The story doesn’t really get going until the halfway point, a jaw-dropping scene in a restaurant (my jaw literally dropped), that puts an end to the tiresome haunted house premise and finally opens things up to explore the true potential of the premise.

There are some plot holes. In a world filled with cameras, I found it hard to believe Cecilia’s story could never be verified. You also keep waiting for Cecilia to ask her friend James (Aldis Hodge), a freakin’ police detective, to verify Adrian’s death with the coroner. Adrian is famous enough for his death to make news. How did he pull that off?

Another big problem is Moss. Cecilia is a big blah. You feel nothing for her. Obviously, you don’t want to see her or anyone else get hurt, but because she’s such a sexless dishrag, a symbol of abuse as opposed to a living, breathing woman, Invisible Man (2020) is like a movie that chooses to focus on the one-dimensional best friend instead of the vibrant, charismatic star.
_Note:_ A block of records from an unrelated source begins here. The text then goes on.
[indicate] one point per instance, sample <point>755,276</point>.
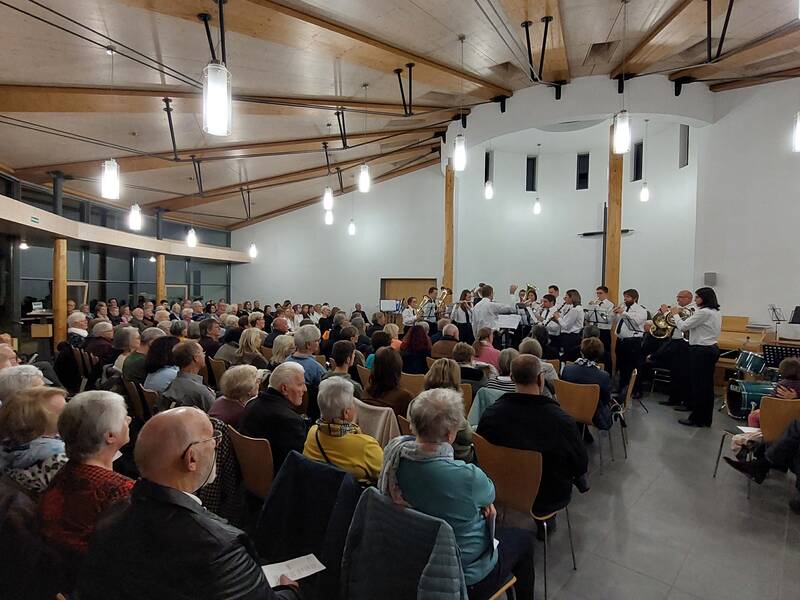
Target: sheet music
<point>295,569</point>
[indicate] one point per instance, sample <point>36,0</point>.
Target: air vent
<point>600,53</point>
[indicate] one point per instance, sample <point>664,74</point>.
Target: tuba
<point>664,324</point>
Can I say something I’m not supposed to say…?

Is that okay?

Do y’all mind…?

You want to know why women-in-jeopardy movies, from Fay Wray to Grace Kelly to Janet Leigh to Julia Roberts to Jamie Lee Curtis to Jennifer Lopez, focus on beautiful, desirable leading ladies? Because beautiful, desirable leading ladies fire up a man’s protective impulses, and when we’re attracted to the woman who’s in jeopardy, we’re invested emotionally in the story.

Moss is a lovely woman, no question. But here she’s just blah, sexless, and dull; a make-up free doormat whose gives a fine performance but does so without reaching out to us.

Maybe that is the woke aspect of all this, a subtle way to deliberately exclude the evil patriarchy…

I don’t know.

What I do know is that I really miss T & A.